Tu dir einen Gefallen und spiel kein Rush, der Spielmodus ist Mist, vor allem in Battlefield 1. Verdammt unausbalanciert. Außerdem ist das ein typischer Assault-Spielmodus, in dem jeder mit einer Model 10-Shotgun rumrennt und fraggt, dass nicht mal der Arzt kommt, weil's einfach ein Clusterfuck von einem Spielmodus ist. Spiel Conquest, so wie jeder anständige Battlefield-Spieler.


----------



## golani79 (31. Oktober 2016)

DennisReisdorf schrieb:


> Tu dir einen Gefallen und spiel kein Rush, der Spielmodus ist Mist, vor allem in Battlefield 1. Verdammt unausbalanciert. Außerdem ist das ein typischer Assault-Spielmodus, in dem jeder mit einer Model 10-Shotgun rumrennt und fraggt, dass nicht mal der Arzt kommt, weil's einfach ein Clusterfuck von einem Spielmodus ist. Spiel Conquest, so wie jeder anständige Battlefield-Spieler.



Na ja .. glaub, dann werden wir wohl eher nicht zusammenspielen ^^
Bevorzuge Rush gegenüber Conquest, da dies eben heilloses Chaos ist. 

Unausbalanciert? Finde ich nicht - habe schon alle Maps auf beiden Seiten locker gewinnen können.
Hängt halt viel vom Team ab. Ab und zu hat man ein gutes und ab und zu halt nicht so gute Teams - wenn alle nur am Snipern sind und keiner Support und Medic spielt, brauchts einen nicht zu wundern, wenn man verliert.
Da kann aber der Spielmodus nichts dafür.

Und die Anzahl der Shotguns dürfte jetzt auch nicht wirklich abhängig vom Spielmodus sein - wenns in Häuserkampf geht, ist die halt nicht schlecht. 
Denke nicht, dass viele Leute auf offenem Feld mit Shotguns rumrennen - zumindest sind mir bisher eher wenige Shotguns untergekommen und ich habe bisher nur Rush / Operations gespielt und sonst nichts (von Conquest hatte ich während der Beta schon die Schnauze voll).


----------



## Gast1669461003 (31. Oktober 2016)

golani79 schrieb:


> Na ja .. glaub, dann werden wir wohl eher nicht zusammenspielen ^^
> Bevorzuge Rush gegenüber Conquest, da dies eben heilloses Chaos ist.
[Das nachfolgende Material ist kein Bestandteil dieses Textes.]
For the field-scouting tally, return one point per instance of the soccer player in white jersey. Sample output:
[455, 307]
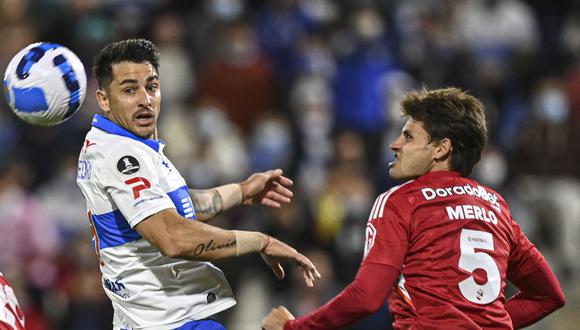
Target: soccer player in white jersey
[149, 232]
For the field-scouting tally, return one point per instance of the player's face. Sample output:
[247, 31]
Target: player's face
[133, 98]
[414, 155]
Schade, aber wegen Rush habe ich damals schon Bad Company 1 weggelegt, bevor Conquest erst per Patch nachgeliefert wurde. Ich kann's nicht sehen. Die Runden, die ich bislang in BF1 gespielt habe, waren immer unausgeglichen. In Conquest gingen meine Runden bislang meist mit einer Differenz von weniger als 100 Punkten (von 1000) aus, in Rush war immer die eine oder andere Seite fast unbesiegbar. Ist mir im Gameplay einfach zu viel CoD, zu wenig Battlefield. 



golani79 schrieb:


> Denke nicht, dass viele Leute auf offenem Feld mit Shotguns rumrennen - zumindest sind mir bisher eher wenige Shotguns untergekommen und ich habe bisher nur Rush / Operations gespielt und sonst nichts (von Conquest hatte ich während der Beta schon die Schnauze voll).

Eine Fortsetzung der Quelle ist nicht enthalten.